16th October: Kasia Jaszczolt (Cambridge) & Giuliano Torrengo (Milan)
Sala Enzo Paci, Via Festa del Perdono 7, h. 14:00-17:00
14:00-15:00 Kasia Jaszczolt – “The Demise of the Concept of Time: Linguistic Evidence and Metaphysical Implications”
15:15-16:15 Giuliano Torrengo – “Tenses and the Experience of the Passage”
16:15-17:00 General Discussion
The Demise of the Concept of Time: Linguistic Evidence and Metaphysical Implications
Investigation into the reality of time can be pursued within the ontological domain or it can also span human thought and natural language.
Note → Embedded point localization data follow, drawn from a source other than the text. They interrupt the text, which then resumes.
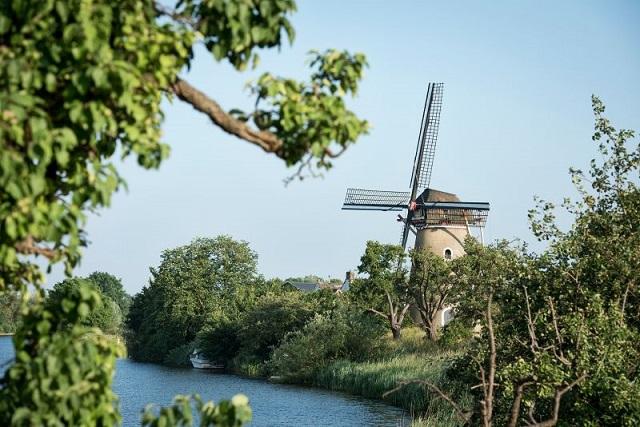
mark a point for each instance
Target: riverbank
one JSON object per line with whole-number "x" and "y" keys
{"x": 410, "y": 358}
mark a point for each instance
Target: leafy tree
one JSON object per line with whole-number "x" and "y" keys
{"x": 82, "y": 79}
{"x": 111, "y": 287}
{"x": 231, "y": 413}
{"x": 431, "y": 284}
{"x": 383, "y": 292}
{"x": 105, "y": 315}
{"x": 192, "y": 283}
{"x": 59, "y": 363}
{"x": 9, "y": 311}
{"x": 264, "y": 327}
{"x": 560, "y": 329}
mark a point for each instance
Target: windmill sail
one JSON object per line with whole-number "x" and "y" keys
{"x": 375, "y": 200}
{"x": 425, "y": 153}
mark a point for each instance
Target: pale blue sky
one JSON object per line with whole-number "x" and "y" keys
{"x": 518, "y": 80}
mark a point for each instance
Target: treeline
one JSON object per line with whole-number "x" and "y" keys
{"x": 537, "y": 338}
{"x": 209, "y": 295}
{"x": 110, "y": 312}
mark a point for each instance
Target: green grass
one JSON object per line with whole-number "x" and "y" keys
{"x": 412, "y": 358}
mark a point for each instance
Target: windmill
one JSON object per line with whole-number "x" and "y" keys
{"x": 439, "y": 220}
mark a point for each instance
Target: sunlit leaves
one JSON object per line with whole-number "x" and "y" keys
{"x": 227, "y": 413}
{"x": 312, "y": 118}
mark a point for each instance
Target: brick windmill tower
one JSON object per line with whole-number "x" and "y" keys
{"x": 440, "y": 221}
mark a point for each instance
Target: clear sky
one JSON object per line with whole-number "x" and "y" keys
{"x": 518, "y": 80}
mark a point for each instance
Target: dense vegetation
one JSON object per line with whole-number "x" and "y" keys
{"x": 83, "y": 79}
{"x": 537, "y": 338}
{"x": 555, "y": 333}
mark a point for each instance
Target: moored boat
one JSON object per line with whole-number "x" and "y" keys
{"x": 198, "y": 361}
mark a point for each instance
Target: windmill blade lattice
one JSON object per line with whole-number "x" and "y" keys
{"x": 428, "y": 136}
{"x": 375, "y": 200}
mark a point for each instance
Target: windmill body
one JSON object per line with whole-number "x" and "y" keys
{"x": 440, "y": 220}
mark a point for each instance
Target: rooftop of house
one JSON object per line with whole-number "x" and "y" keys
{"x": 305, "y": 287}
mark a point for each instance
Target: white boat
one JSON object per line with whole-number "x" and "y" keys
{"x": 198, "y": 361}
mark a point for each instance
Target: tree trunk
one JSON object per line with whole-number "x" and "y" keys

I propose to approach time by correlating three domains of enquiry: into metaphysical time (M), the human concept of time (E), and temporal reference in natural language (L), entertaining the possibility of what I call a ‘horizontal reduction’ (L>E>M) and ‘vertical reduction’ (through modal supervenience; Jaszczolt 2009, 2017a,b). I present my theory of temporalityL/E as epistemic modality, drawing on evidence from the L domain and its correlates in the E and M domains. On this view, the human concept of time is a complex, ‘molecular’ concept and can be broken down into primitive concepts that are modal in nature. Put simply, on the level of the conceptual building blocks, the concept of time features as degrees of epistemic commitment to representations of states of affairs. I present some evidence from tensed and tenseless languages in support of this modal view (endorsing the L>E path) and point out its compatibility with the view of real time as metaphysical modality (endorsing the E>M path). Next, I move to the topic of the passage of time and the subjective ‘feeling of the rate of the passage of time’ and show how they can be accounted for in my modal reductionist view. I conclude by speculating on the challenges for a reductionist perspective of this kind and remark on the place for A-theoretic concepts in this essentially B-theoretic view (McTaggart 1908).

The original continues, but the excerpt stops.